FWIW the tensorflow authors didn't opt for automatic lazy installation:
> run_example("hello.R")
Error: Installation of TensorFlow not found.
Python environments searched for 'tensorflow' package:
/usr/bin/python2.7
/usr/bin/python3.5
You can install TensorFlow using the install_tensorflow() function.
Would be interesting to know why.
install_tensorflow() has various arguments and the chances that it
will just work and do the right thing when called with no argument
are low. There is also this 'restart_session' argument that is TRUE
by default and will only work within RStudio. This suggests that after
successful completion R needs to be restarted before the tensorflow
package becomes operational. I didn't test that but that's something
you might want to investigate before opting for lazy installation.
Also it might help to look at how the handful of CRAN packages that
depend on tensorflow handle this. These packages are listed in the
reverse dependencies section of the tensorflow landing page:
https://cran.r-project.org/web/packages/tensorflow/index.html
We'll install the tensorflow Python module on the build machines when
you submit your package.
Cheers,
H.
On 03/29/2018 10:08 AM, Michael Lawrence wrote:
The problem with requiring explicit tensor flow installation is that
it is tantamount to a system dependency in many ways, and those are
annoying. Herve points out the problems with installing at load time.
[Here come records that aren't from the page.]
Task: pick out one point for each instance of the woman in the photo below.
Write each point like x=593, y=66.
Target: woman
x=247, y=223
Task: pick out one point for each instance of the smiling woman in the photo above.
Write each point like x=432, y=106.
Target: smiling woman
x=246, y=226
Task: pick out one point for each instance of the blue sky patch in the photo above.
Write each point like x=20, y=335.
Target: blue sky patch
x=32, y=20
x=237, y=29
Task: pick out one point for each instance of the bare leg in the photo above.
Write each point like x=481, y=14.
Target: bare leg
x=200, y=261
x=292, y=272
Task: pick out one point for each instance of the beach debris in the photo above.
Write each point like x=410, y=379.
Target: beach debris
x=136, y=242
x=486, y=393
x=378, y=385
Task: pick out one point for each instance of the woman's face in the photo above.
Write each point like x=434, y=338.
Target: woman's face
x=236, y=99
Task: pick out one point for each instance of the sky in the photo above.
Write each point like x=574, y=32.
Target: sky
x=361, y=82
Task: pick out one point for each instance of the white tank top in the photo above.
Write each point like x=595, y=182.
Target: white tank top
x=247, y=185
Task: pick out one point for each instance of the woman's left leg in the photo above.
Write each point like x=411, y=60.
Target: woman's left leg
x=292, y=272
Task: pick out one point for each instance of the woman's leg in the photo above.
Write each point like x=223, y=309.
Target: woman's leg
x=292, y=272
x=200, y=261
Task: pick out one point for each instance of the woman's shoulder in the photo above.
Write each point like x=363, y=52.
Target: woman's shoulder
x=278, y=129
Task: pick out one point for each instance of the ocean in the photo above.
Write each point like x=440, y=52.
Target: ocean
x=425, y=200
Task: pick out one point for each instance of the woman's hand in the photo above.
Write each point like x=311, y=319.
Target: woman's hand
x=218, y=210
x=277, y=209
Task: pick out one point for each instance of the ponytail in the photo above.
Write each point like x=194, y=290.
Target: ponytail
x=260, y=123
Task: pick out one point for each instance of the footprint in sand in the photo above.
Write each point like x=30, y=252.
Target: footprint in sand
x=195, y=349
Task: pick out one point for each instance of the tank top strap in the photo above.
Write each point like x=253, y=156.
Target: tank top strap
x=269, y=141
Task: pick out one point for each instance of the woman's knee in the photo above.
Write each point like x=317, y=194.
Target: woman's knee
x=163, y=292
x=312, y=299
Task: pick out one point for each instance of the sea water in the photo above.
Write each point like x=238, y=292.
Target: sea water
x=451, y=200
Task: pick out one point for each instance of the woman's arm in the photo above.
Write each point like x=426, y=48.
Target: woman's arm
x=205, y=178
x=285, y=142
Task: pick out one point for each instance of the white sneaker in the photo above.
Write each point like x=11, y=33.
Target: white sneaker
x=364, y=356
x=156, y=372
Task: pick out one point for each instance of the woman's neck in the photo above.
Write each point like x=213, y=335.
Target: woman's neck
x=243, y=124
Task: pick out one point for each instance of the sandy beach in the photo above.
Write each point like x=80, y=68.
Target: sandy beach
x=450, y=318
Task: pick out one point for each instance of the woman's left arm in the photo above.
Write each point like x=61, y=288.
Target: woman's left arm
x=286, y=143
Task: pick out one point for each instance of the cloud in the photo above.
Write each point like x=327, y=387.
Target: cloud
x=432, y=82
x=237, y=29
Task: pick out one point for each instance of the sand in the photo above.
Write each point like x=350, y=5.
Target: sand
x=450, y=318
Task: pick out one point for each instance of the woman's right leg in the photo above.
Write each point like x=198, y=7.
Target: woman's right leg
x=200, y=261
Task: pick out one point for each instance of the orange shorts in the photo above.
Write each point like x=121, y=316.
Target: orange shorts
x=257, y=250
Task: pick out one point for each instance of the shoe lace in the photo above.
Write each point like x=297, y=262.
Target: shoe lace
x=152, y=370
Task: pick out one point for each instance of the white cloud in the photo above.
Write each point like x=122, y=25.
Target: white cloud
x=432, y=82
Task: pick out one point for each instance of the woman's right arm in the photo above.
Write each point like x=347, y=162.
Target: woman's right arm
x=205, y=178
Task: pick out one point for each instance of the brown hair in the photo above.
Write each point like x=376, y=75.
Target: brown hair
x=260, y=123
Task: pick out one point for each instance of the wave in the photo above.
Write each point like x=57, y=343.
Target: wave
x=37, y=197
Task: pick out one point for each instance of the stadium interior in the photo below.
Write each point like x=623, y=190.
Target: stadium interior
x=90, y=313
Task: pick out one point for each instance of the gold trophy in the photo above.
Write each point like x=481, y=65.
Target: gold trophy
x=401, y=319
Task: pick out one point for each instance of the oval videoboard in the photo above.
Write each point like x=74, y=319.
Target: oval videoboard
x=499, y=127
My suggestion was to install the package the first time someone tries
to e.g. load an R matrix into a tensor. That way, you know that
examples and vignettes will always just work (if the installation
works) on any build machine, without any admin intervention. And, the
last thing a user wants when running an example is an error, even if
that error is easily remedied. One downside is that the user could
have just forgotten to point the package to a system installation of
tensorflow, in which case they will be cursing themselves for
forgetting while watching the installation process. You could check
for interactive() and then prompt the user to avoid that case.
On Thu, Mar 29, 2018 at 9:44 AM, Kieran Campbell
<kieranrcampb...@gmail.com> wrote:
Hi Hervé, Michael,
Thanks for your feedback. I will add in the reticulate check to ensure
tensorflow is installed prior to running and appropriate sections in
the vignettes. We have one package essentially ready for submission to
bioc, so is the best route forward to submit now or wait until
tensorflow is installed on the build servers?
Many thanks
Kieran
On 28 March 2018 at 15:10, Hervé Pagès <hpa...@fredhutch.org> wrote:
On 03/28/2018 02:41 PM, Hervé Pagès wrote:
Hi Kieran,
Note that you can execute arbitrary code at load time by defining
an .onLoad() hook in your package. So you *could* put something
like this in your package:
.onUnload <- function(libpath)
{
if (!reticulate::py_module_available("tensorflow"))
tensorflow::install_tensorflow()
}
should be .onLoad() in the above code
more below...
However, having things being automatically downloaded/installed
on the user machine at package load-time is not a good idea. There
are just too many things that can go wrong.
For example, I just tried to run tensorflow::install_tensorflow()
on my laptop (Ubuntu 16.04) and was successful only after the 3rd
attempt (I had to make some changes/adjustments to my system between
each attempt). And Debian Linux is probably the easiest target!
Also note that install.packages() tries to load the package at the
end of the installation when installing from source so if the
.onUnload() hook fails, install.packages() considers that
^^^^^^^^^^^
.onLoad()
same here, sorry
H.
the installation of the package failed and it removes it.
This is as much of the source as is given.